Sri Lanka’s Road to Mandalay

By JAMES ROSS Sunday, September 27, 2009

There was an international outcry last month when a court in Burma convicted democracy leader Aung San Suu Kyi of violating her detention order when a foreign intruder swam to her lakeside home. 

She received three years for the supposed crime, which the Burmese military government dropped to 18 months of continued house arrest. Nobody fell for the ploy: The sentence still bars her from participation in the planned 2010 elections, undoubtedly the whole point of the charade.

Even greater than the global outrage was the global derision. The guilty verdict was easier to predict than rain during Burma’s monsoon season.  Everyone expected it – the United Nations, the United States, even Suu Kyi herself. This is Burma.

The courts there have been cranking out ridiculous verdicts and even more ridiculous sentences for two decades.  Burma’s most famous comedian, Zarganar received 59 years in prison in 2008 for criticizing the government’s response to Cyclone Nargis in foreign media. His sentence too was later reduced—to 35 years.

A young Buddhist monk, U Gambira, who led monks in the peaceful protests in September 2007, received a 63-year sentence (cut from 68).

So I was feeling pangs of déjà vu when on Aug, 31 the Colombo High Court in Sri Lanka sentenced prominent journalist JS Tissainayagam to 20 years of hard labor for “causing communal disharmony” under the state’s emergency regulations and anti-terrorism act.

The conviction was based on two articles he had written for a now defunct magazine in 2006 and 2007 that criticized the government’s handling of the conflict against the separatist Liberation Tigers of Tamil Eelam (LTTE), and its treatment of the minority Tamil population.

Admittedly, there was little surprise when the court handed down a guilty verdict, since from the start the case had involved one due process violation after another. The authorities had arrested Tissainayagam (and his publishers) in March 2008, but it took nearly six months before they found anything with which to charge him.

Curiously, a senior political appointee to the human rights ministry had informed Human Rights Watch by letter that Tissainayagam had been indicted a day before it actually happened, unusual information for someone outside the prosecutor’s office to know. And the government’s supposed proof of his LTTE connection was a jail cell statement for which there is compelling evidence of tampering by the authorities.

But the Burma-esque sentence (minus the Burma-esque commutation) was something of a shock. Ordinary Burmese have long lost faith in their government, a merry-go-round of corrupt and abusive generals, which has resulted in massive anti-government demonstrations in 1988 and 2007. 

Sri Lankans, by contrast, rightly pride themselves on their long history of democratic governance, a respected community of judges and lawyers, and a deeply rooted sense of the rule of law. Unfortunately, those traditions are now circling the drain.

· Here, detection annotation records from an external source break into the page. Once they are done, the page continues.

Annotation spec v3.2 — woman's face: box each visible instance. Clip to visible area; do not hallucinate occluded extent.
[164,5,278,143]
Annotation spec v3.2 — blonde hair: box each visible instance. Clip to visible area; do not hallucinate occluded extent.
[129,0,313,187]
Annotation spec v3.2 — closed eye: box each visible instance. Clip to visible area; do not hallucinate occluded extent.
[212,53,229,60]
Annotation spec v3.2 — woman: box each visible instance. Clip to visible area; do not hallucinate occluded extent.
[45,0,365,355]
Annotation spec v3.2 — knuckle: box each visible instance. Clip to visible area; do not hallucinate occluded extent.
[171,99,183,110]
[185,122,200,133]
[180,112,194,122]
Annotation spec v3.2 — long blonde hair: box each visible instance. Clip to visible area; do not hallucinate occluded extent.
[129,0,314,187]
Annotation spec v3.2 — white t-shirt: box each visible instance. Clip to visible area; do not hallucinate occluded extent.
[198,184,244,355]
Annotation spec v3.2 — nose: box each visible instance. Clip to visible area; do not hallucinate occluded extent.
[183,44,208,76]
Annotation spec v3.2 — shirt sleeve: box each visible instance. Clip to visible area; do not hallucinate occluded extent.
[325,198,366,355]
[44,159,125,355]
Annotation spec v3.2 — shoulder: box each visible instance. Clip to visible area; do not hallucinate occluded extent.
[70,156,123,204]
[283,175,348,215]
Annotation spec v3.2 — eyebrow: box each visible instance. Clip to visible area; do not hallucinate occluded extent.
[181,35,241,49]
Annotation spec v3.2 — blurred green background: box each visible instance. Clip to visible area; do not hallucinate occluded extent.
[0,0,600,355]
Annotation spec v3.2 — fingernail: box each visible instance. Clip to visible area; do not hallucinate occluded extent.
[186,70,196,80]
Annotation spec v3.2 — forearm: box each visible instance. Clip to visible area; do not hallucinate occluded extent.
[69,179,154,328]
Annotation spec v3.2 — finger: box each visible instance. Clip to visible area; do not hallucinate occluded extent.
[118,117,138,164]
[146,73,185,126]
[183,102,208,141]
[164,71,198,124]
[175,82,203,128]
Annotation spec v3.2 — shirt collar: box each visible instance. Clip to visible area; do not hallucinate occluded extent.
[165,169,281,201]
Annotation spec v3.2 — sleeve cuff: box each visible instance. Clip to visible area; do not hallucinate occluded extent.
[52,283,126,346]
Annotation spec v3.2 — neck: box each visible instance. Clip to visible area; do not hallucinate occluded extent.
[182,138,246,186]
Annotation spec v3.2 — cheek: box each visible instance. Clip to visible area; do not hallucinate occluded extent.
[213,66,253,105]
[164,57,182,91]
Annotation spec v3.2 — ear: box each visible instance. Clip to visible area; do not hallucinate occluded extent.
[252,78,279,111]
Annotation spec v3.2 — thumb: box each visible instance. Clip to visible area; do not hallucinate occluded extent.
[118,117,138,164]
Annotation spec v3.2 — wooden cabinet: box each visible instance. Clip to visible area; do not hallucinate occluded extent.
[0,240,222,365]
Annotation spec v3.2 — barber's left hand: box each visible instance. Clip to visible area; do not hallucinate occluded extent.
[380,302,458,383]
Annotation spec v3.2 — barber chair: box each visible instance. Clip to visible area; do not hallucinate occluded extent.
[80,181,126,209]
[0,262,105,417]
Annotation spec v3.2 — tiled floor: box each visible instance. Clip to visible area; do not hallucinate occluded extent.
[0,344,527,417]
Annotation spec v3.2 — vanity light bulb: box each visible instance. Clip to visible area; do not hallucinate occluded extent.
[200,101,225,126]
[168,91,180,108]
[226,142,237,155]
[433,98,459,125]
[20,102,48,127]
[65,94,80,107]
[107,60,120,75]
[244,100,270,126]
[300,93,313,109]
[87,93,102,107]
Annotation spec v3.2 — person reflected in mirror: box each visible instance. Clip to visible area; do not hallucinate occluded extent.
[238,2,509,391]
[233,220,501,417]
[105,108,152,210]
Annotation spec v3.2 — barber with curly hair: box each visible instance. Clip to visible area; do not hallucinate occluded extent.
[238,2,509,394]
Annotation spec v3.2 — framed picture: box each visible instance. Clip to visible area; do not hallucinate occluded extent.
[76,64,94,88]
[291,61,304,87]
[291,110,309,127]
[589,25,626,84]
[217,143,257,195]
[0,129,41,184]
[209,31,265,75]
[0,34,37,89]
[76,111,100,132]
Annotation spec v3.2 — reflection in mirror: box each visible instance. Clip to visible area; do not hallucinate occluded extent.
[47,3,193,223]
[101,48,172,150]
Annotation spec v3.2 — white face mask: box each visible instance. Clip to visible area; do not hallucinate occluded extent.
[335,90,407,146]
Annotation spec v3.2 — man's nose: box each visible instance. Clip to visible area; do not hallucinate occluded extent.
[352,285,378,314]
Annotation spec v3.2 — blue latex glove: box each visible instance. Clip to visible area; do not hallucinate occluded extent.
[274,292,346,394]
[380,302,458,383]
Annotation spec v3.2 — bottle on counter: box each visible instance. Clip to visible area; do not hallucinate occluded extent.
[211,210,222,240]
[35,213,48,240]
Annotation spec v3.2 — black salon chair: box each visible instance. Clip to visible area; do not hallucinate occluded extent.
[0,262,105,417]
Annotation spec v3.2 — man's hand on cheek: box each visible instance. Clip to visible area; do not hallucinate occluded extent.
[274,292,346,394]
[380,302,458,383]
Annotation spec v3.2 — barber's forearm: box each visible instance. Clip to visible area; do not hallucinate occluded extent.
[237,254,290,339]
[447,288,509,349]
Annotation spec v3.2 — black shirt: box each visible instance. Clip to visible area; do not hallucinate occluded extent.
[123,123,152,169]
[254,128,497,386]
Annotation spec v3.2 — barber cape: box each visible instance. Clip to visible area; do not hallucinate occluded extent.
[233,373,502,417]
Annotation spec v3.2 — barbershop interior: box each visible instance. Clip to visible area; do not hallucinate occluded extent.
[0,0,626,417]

Since taking office in 2005, the government of President Mahinda Rajapaksa has engaged in a full frontal assault on civic society. The media and human rights groups were kept far from the combat zone in the north in an attempt to hide abuses by government forces from public scrutiny. A dozen journalists have been murdered, sometimes with evidence of state involvement. Media offices have been attacked and numerous journalists threatened.

While fighting raged, government officials used alleged support of terrorism as the basis for targeting journalists like Tissainayagam.  So when the LTTE’s defeat looked inevitable, it seemed only logical that the harsh and dangerous rhetoric against civil society would lessen.  That hasn’t been the case. 

In June, Rajapaksa went to Burma to meet with Burmese strongman Gen. Than Shwe. While the general seems to have gotten tips on fighting insurgents, the president appears to have received lessons in mis-governance.

Sri Lankan government statements have fed a dangerous political climate and harassment of journalists and rights activists, including a death threat to the head of an outspoken think-tank, have caused many to leave the country. 

The media and rights groups remain barred from reporting on detention camps now holding some 250,000 ethnic Tamils displaced by the war. And one of the few UN officials to have spoken out against this mistreatment, James Elder, was expelled from the country.

The prosecution of JS Tissainayagam demands an international response that goes beyond a criticism of the outrageous verdict. Concerned states and the UN should press the Rajapaksa government to end the crackdown on civil society, revoke laws that infringe on basic rights, and permit real freedom of movement—to displaced persons as well as journalists.

An independent international investigation into wartime abuses by all sides is needed to address rampant impunity. Development assistance should be closely scrutinized and withheld when it facilitates government oppression. The last thing Sri Lankans need is to be following in Burma’s footsteps.

 James Ross is Legal and Policy Director at Human Rights Watch.